Provenance — verifiable lineage
A tamper-evident mechanism for tracking and verifying when, by whom, and from what inputs a data point, model, or decision was produced. The input layer of verifiable AI and one of Lemma's foundational pillars.
Definition
Provenance captures the relationship graph of "where did this object come from" and "what transformations did it undergo." The conceptual model is W3C PROV (PROV-DM / PROV-O), pairing entities, activities, and agents in time order.
Domain-specific standards extend this. C2PA defines content provenance signatures (capture, edit, AI generation). SLSA defines build provenance for software; SCITT defines transparency logs. AI lacks a unified standard for training data, model, and inference history — which is exactly where verifiable AI enters.
The key distinction is that provenance is a provable history, not merely a log. Log files are mutable after the fact and carry weak evidentiary value.

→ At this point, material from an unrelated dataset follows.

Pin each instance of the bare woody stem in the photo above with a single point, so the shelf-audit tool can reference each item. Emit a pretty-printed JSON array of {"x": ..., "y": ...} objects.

Pinning each stage with a commitment plus a signature is what makes a lineage hold up to third-party scrutiny.
Lemma Oracle implementation
Lemma pins lineage as docHash plus a metadata commitment. docHash covers the document's byte digest; the metadata covers timestamp, author, and the link to the prior stage. The chain collapses to a single hash that a downstream zero-knowledge proof can attest exists.
Combined with selective disclosure, individual attributes from along the chain — "the producer is in the EU," "the data was collected after the regulation took effect" — can be proven without exposing the chain itself. This is how GDPR, trade secret, and state secret constraints coexist with regulatory adherence.
Lemma Civic applies this to public-sector data, Lemma Critical to manufacturing supply-chain parts, Lemma Compliance to customer attributes, and verifiable AI to the document corpora a RAG pipeline cites — all on the same lineage substrate.